Hardware Acceleration for Machine Learnning

A image identifier implemented with FGPA to achieve fast real-time multiple object detection.

TEAM MEMBERS: Zuxiong Tan, Samyak Jain, Chenxi Li

Project Goals:

  1. Find a state-of-art multiple object detection model
  2. Measure its performance on GPU for inferencing
  3. Deploy the model on FPGA DPU achieving real-time measurement
  4. Measure the inferencing performance
  5. Compare performances
  • Make roofline plot
  • Calculate memory bandwidths for the DL program on GPU and FPGA

What is DPU

  • The Xilinx® Deep Learning Processor Unit (DPU) is a programmable engine optimized for convolutional neural networks. The unit includes a high performance scheduler module, a hybrid computing array module, an instruction fetch unit module, and a global memory pool module. The DPU uses a specialized instruction set, which allows for the efficient implementation of many convolutional neural networks. Some examples of convolutional neural networks which have been deployed include VGG, ResNet, GoogLeNet, YOLO, SSD, MobileNet, FPN, and many others.
  • The DPU IP can be implemented in the programmable logic (PL) of the selected Zynq®-7000 SoC or Zynq UltraScale+™ MPSoC devices with direct connections to the processing system (PS). The DPU requires instructions to implement a neural network and accessible memory locations for input images as well as temporary and output data. A program running on the application processing unit (APU) is also required to service interrupts and coordinate data transfers. https://www.xilinx.com/products/design-tools/ai-inference/ai-developer-hub.html#edge


DPU Development Flow (Using DNNDK)

  • The DPU requires a device driver which is included in the Xilinx Deep Neural Network Development Kit (DNNDK) toolchain.
  • The DNNDK User Guide (UG1327) describes how to use the DPU with the DNNDK tools. The basic development flow is shown in the following figure. First, use Vivado to generate the bitstream. Then, download the bitstream to the target board and install the DPU driver. For instructions on how to install the DPU driver and dependent libraries, refer to the DNNDK User Guide (UG1327).https://www.xilinx.com/support/documentation/user_guides/ug1327-dnndk-user-guide.pdf


Similar Products:

  1. NVIDIA Deep Learning Accelerator(NVDLA):
  • This is a free and open architecture that promotes a standard way to design deep learning inference accelerators. NVDLA is scalable, highly configurable, and designed to simplify integration and portability. The hardware supports a wide range of IoT devices.
  • NVDLA overview: http://nvdla.org
  1. Google's Tensor Processing Unit(TPU):

Sprint 1

  • Mange to run YOLO on GPU
  • Compare YOLO's performance on GPU to on CPU
  • Get FPGA

Sprint 2 (Lots of work on reverse-enginneering darknet YOLO)

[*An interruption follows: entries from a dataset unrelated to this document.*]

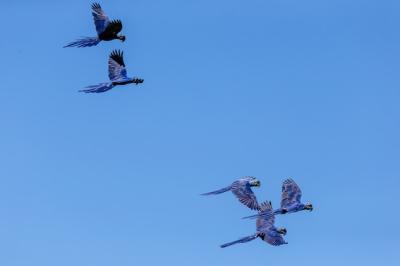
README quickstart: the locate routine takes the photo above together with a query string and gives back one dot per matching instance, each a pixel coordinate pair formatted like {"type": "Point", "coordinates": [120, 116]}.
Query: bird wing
{"type": "Point", "coordinates": [116, 66]}
{"type": "Point", "coordinates": [266, 218]}
{"type": "Point", "coordinates": [291, 193]}
{"type": "Point", "coordinates": [245, 195]}
{"type": "Point", "coordinates": [272, 237]}
{"type": "Point", "coordinates": [115, 26]}
{"type": "Point", "coordinates": [100, 18]}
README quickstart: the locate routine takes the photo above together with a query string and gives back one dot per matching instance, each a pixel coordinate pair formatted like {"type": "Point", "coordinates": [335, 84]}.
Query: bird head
{"type": "Point", "coordinates": [282, 231]}
{"type": "Point", "coordinates": [137, 81]}
{"type": "Point", "coordinates": [308, 206]}
{"type": "Point", "coordinates": [122, 37]}
{"type": "Point", "coordinates": [255, 182]}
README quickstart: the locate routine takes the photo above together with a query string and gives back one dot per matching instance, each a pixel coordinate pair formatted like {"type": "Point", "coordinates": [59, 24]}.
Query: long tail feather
{"type": "Point", "coordinates": [219, 191]}
{"type": "Point", "coordinates": [266, 215]}
{"type": "Point", "coordinates": [102, 87]}
{"type": "Point", "coordinates": [84, 42]}
{"type": "Point", "coordinates": [242, 240]}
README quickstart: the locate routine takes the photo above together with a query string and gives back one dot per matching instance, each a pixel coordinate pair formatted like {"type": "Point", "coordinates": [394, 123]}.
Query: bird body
{"type": "Point", "coordinates": [107, 29]}
{"type": "Point", "coordinates": [242, 190]}
{"type": "Point", "coordinates": [117, 74]}
{"type": "Point", "coordinates": [266, 229]}
{"type": "Point", "coordinates": [290, 201]}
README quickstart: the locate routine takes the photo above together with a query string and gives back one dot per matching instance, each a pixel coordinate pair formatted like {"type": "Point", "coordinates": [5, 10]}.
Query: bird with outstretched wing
{"type": "Point", "coordinates": [265, 229]}
{"type": "Point", "coordinates": [290, 200]}
{"type": "Point", "coordinates": [242, 190]}
{"type": "Point", "coordinates": [107, 29]}
{"type": "Point", "coordinates": [116, 73]}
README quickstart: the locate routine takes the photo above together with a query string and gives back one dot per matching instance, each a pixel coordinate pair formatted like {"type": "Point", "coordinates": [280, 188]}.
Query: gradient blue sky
{"type": "Point", "coordinates": [306, 89]}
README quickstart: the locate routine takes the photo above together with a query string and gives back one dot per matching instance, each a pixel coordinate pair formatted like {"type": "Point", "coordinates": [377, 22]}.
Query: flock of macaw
{"type": "Point", "coordinates": [107, 30]}
{"type": "Point", "coordinates": [265, 228]}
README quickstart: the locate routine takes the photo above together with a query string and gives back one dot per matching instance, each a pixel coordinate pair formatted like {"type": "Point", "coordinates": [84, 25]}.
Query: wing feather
{"type": "Point", "coordinates": [245, 195]}
{"type": "Point", "coordinates": [101, 21]}
{"type": "Point", "coordinates": [116, 66]}
{"type": "Point", "coordinates": [291, 193]}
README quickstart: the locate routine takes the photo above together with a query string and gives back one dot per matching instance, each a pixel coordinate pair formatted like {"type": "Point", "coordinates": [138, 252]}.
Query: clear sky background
{"type": "Point", "coordinates": [275, 89]}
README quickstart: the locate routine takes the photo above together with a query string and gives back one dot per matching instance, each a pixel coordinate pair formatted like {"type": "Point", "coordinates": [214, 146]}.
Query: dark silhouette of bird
{"type": "Point", "coordinates": [265, 229]}
{"type": "Point", "coordinates": [117, 74]}
{"type": "Point", "coordinates": [290, 202]}
{"type": "Point", "coordinates": [242, 190]}
{"type": "Point", "coordinates": [106, 30]}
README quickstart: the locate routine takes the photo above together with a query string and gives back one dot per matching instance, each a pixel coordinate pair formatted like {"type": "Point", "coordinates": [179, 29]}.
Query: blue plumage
{"type": "Point", "coordinates": [266, 229]}
{"type": "Point", "coordinates": [106, 30]}
{"type": "Point", "coordinates": [290, 202]}
{"type": "Point", "coordinates": [242, 190]}
{"type": "Point", "coordinates": [117, 74]}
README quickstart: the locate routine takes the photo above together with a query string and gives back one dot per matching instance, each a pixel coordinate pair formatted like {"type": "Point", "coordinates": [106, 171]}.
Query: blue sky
{"type": "Point", "coordinates": [306, 89]}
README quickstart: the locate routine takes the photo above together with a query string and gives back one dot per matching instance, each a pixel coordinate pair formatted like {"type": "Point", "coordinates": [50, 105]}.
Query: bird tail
{"type": "Point", "coordinates": [242, 240]}
{"type": "Point", "coordinates": [266, 215]}
{"type": "Point", "coordinates": [219, 191]}
{"type": "Point", "coordinates": [84, 42]}
{"type": "Point", "coordinates": [102, 87]}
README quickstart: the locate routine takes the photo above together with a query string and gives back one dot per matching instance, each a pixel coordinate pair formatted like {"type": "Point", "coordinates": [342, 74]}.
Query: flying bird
{"type": "Point", "coordinates": [290, 202]}
{"type": "Point", "coordinates": [265, 229]}
{"type": "Point", "coordinates": [106, 30]}
{"type": "Point", "coordinates": [117, 74]}
{"type": "Point", "coordinates": [242, 190]}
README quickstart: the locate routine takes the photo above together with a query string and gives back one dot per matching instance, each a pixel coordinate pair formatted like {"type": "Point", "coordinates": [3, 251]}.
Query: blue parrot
{"type": "Point", "coordinates": [106, 30]}
{"type": "Point", "coordinates": [117, 74]}
{"type": "Point", "coordinates": [290, 202]}
{"type": "Point", "coordinates": [265, 229]}
{"type": "Point", "coordinates": [242, 190]}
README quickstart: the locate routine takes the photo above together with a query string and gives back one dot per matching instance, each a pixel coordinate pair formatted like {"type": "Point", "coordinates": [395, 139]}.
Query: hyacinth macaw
{"type": "Point", "coordinates": [117, 74]}
{"type": "Point", "coordinates": [265, 229]}
{"type": "Point", "coordinates": [291, 200]}
{"type": "Point", "coordinates": [242, 190]}
{"type": "Point", "coordinates": [106, 30]}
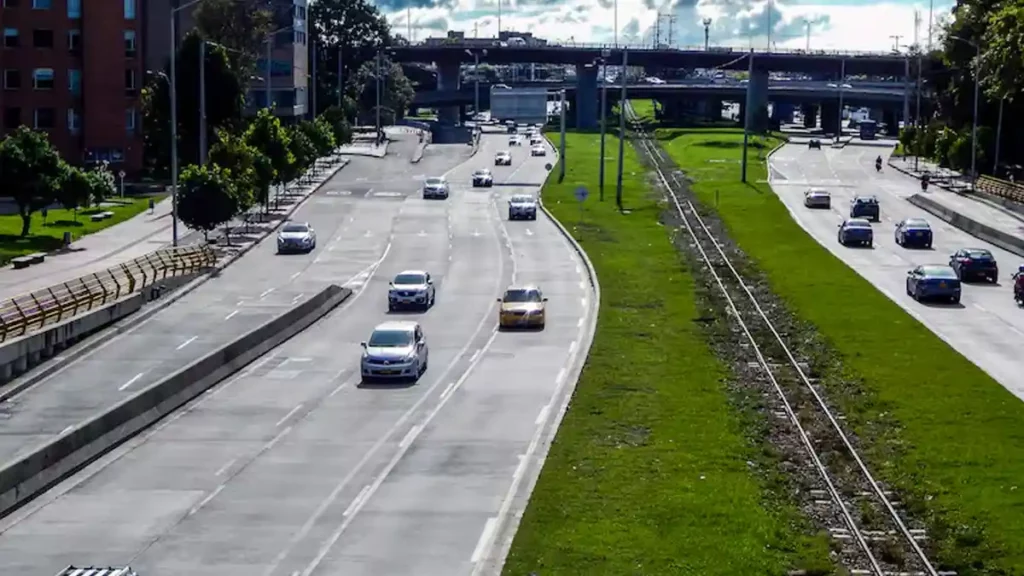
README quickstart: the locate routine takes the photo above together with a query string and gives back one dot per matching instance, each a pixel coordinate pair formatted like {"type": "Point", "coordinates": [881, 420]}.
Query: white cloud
{"type": "Point", "coordinates": [861, 27]}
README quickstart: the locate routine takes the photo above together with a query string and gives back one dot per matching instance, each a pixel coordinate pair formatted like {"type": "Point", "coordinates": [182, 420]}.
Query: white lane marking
{"type": "Point", "coordinates": [543, 415]}
{"type": "Point", "coordinates": [357, 505]}
{"type": "Point", "coordinates": [357, 500]}
{"type": "Point", "coordinates": [448, 389]}
{"type": "Point", "coordinates": [410, 436]}
{"type": "Point", "coordinates": [225, 466]}
{"type": "Point", "coordinates": [186, 342]}
{"type": "Point", "coordinates": [289, 415]}
{"type": "Point", "coordinates": [206, 500]}
{"type": "Point", "coordinates": [481, 544]}
{"type": "Point", "coordinates": [131, 381]}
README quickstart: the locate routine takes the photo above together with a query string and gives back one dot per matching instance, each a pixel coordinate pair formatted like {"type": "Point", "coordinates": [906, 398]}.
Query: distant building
{"type": "Point", "coordinates": [74, 69]}
{"type": "Point", "coordinates": [289, 53]}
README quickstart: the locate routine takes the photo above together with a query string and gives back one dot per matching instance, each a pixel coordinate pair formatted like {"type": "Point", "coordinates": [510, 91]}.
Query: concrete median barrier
{"type": "Point", "coordinates": [982, 232]}
{"type": "Point", "coordinates": [32, 474]}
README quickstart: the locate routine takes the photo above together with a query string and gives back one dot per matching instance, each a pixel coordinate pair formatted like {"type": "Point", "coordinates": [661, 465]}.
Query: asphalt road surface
{"type": "Point", "coordinates": [987, 326]}
{"type": "Point", "coordinates": [295, 467]}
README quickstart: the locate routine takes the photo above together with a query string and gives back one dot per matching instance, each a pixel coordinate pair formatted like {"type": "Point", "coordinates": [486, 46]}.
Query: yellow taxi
{"type": "Point", "coordinates": [521, 306]}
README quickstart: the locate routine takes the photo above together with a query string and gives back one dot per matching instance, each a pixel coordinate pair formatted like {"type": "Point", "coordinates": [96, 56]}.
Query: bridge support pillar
{"type": "Point", "coordinates": [756, 113]}
{"type": "Point", "coordinates": [587, 96]}
{"type": "Point", "coordinates": [781, 112]}
{"type": "Point", "coordinates": [810, 114]}
{"type": "Point", "coordinates": [449, 80]}
{"type": "Point", "coordinates": [891, 120]}
{"type": "Point", "coordinates": [829, 118]}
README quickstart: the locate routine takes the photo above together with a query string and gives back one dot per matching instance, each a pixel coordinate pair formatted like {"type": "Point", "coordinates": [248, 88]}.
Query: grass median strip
{"type": "Point", "coordinates": [650, 471]}
{"type": "Point", "coordinates": [947, 436]}
{"type": "Point", "coordinates": [48, 235]}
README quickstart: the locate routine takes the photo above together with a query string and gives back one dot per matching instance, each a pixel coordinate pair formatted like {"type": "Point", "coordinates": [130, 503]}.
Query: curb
{"type": "Point", "coordinates": [47, 369]}
{"type": "Point", "coordinates": [508, 526]}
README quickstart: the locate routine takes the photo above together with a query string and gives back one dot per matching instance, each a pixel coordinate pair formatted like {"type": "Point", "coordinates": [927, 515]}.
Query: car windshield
{"type": "Point", "coordinates": [407, 279]}
{"type": "Point", "coordinates": [940, 272]}
{"type": "Point", "coordinates": [522, 296]}
{"type": "Point", "coordinates": [390, 338]}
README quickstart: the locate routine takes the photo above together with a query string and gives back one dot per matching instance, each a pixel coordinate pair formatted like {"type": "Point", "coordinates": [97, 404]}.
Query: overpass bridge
{"type": "Point", "coordinates": [450, 54]}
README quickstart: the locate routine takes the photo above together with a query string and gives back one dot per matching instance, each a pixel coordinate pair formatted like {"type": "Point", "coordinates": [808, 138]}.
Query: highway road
{"type": "Point", "coordinates": [353, 213]}
{"type": "Point", "coordinates": [295, 467]}
{"type": "Point", "coordinates": [987, 326]}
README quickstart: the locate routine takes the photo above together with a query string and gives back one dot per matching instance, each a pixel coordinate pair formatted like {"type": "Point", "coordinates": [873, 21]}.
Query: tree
{"type": "Point", "coordinates": [224, 103]}
{"type": "Point", "coordinates": [75, 190]}
{"type": "Point", "coordinates": [207, 198]}
{"type": "Point", "coordinates": [351, 30]}
{"type": "Point", "coordinates": [336, 118]}
{"type": "Point", "coordinates": [31, 171]}
{"type": "Point", "coordinates": [239, 25]}
{"type": "Point", "coordinates": [397, 91]}
{"type": "Point", "coordinates": [321, 135]}
{"type": "Point", "coordinates": [270, 138]}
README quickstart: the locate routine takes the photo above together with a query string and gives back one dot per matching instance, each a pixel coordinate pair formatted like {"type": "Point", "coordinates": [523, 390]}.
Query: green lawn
{"type": "Point", "coordinates": [650, 471]}
{"type": "Point", "coordinates": [940, 429]}
{"type": "Point", "coordinates": [48, 235]}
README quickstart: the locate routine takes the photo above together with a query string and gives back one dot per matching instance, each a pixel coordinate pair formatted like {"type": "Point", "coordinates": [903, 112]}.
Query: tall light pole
{"type": "Point", "coordinates": [174, 120]}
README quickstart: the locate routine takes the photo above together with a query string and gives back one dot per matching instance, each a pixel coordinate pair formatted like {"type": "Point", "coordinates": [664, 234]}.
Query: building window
{"type": "Point", "coordinates": [74, 121]}
{"type": "Point", "coordinates": [129, 43]}
{"type": "Point", "coordinates": [43, 119]}
{"type": "Point", "coordinates": [11, 117]}
{"type": "Point", "coordinates": [42, 79]}
{"type": "Point", "coordinates": [11, 79]}
{"type": "Point", "coordinates": [42, 38]}
{"type": "Point", "coordinates": [75, 82]}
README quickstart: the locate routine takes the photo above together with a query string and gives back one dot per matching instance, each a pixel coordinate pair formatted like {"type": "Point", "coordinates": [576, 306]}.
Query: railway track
{"type": "Point", "coordinates": [869, 532]}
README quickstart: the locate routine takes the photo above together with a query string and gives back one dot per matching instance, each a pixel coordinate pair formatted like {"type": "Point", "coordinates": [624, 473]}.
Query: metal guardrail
{"type": "Point", "coordinates": [27, 313]}
{"type": "Point", "coordinates": [1001, 189]}
{"type": "Point", "coordinates": [453, 42]}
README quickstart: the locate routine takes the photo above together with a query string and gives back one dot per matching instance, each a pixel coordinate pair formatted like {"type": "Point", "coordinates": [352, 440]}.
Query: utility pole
{"type": "Point", "coordinates": [623, 103]}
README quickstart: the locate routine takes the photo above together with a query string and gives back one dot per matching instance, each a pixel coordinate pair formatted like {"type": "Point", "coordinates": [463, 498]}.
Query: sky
{"type": "Point", "coordinates": [835, 25]}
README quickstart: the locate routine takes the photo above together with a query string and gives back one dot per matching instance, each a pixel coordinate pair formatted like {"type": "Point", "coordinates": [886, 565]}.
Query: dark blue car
{"type": "Point", "coordinates": [913, 233]}
{"type": "Point", "coordinates": [933, 282]}
{"type": "Point", "coordinates": [975, 263]}
{"type": "Point", "coordinates": [856, 232]}
{"type": "Point", "coordinates": [865, 207]}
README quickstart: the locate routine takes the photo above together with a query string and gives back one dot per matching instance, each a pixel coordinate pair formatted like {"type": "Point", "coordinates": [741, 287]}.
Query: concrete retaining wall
{"type": "Point", "coordinates": [31, 475]}
{"type": "Point", "coordinates": [23, 353]}
{"type": "Point", "coordinates": [975, 229]}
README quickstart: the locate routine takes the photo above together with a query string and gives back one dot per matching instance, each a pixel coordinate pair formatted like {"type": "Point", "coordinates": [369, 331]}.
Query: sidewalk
{"type": "Point", "coordinates": [146, 233]}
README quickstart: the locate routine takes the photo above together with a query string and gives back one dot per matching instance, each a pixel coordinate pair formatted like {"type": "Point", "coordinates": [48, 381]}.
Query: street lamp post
{"type": "Point", "coordinates": [977, 90]}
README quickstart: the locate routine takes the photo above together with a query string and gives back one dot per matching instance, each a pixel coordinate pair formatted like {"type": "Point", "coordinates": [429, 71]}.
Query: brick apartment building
{"type": "Point", "coordinates": [289, 52]}
{"type": "Point", "coordinates": [75, 70]}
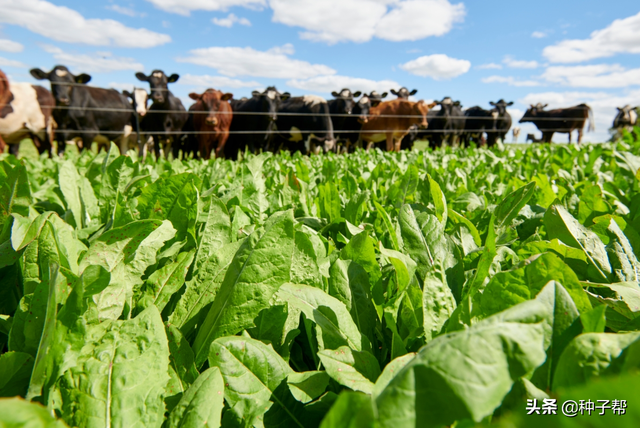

  • Refactor YOLO we got from https://pjreddie.com/darknet/yolo/
  • Rewrite YOLO with DNNDK API
  • Looked into different methods to run the given C code on an FPGA
    • Use OpenCL framework to run the code on an Intel FPGA. Can be done using the Intel FPGA SDK for OpenCL
    • Convert the code into HDL to run on a Xilinx FPGA
      • Implement DPU on vivado and run some simulation tests

Results from sprint 1

Time taken to detect obejcts on a single image

  • Prediction on BU SCC GPU 0.925530 seconds.
  • Prediction on CPU(single core). Intel Core i5: 19.457083 seconds.
  • GPU Spec:
    • Tesla P100 PCIe 16GB
    • Width: 64 bits
    • Clock: 33MHz

Sprint 3

  • Achieved object detection using Hardware Accelerator based on FPGA
  • Compare the performance and Power efficiency between FPGA, GPU and CPU

System Diagram

image Graph above shows the system diagram of the design using YOLOv2 model with darknet-19. In this design we used CPU as the co-processor and used FPGA to accelerate the calculation. The acceleration card we used is Xilinx ML Suite-Alveo U200 and we developed it on AWS(Amazon Web Services)



According to the graph, GPU runs 15.5 times faster than CPU, FPGA runs 4.9 times faster than CPU.

Power efficiency


Power efficiency = speed/power, where GPU is 5.89 times better than CPU, FPGA is 52.6 times better than CPU.

User Stories:

  • Navigation for Robots
  • Surveillance
  • Self-Driving cars Use YOLOv2 algorithm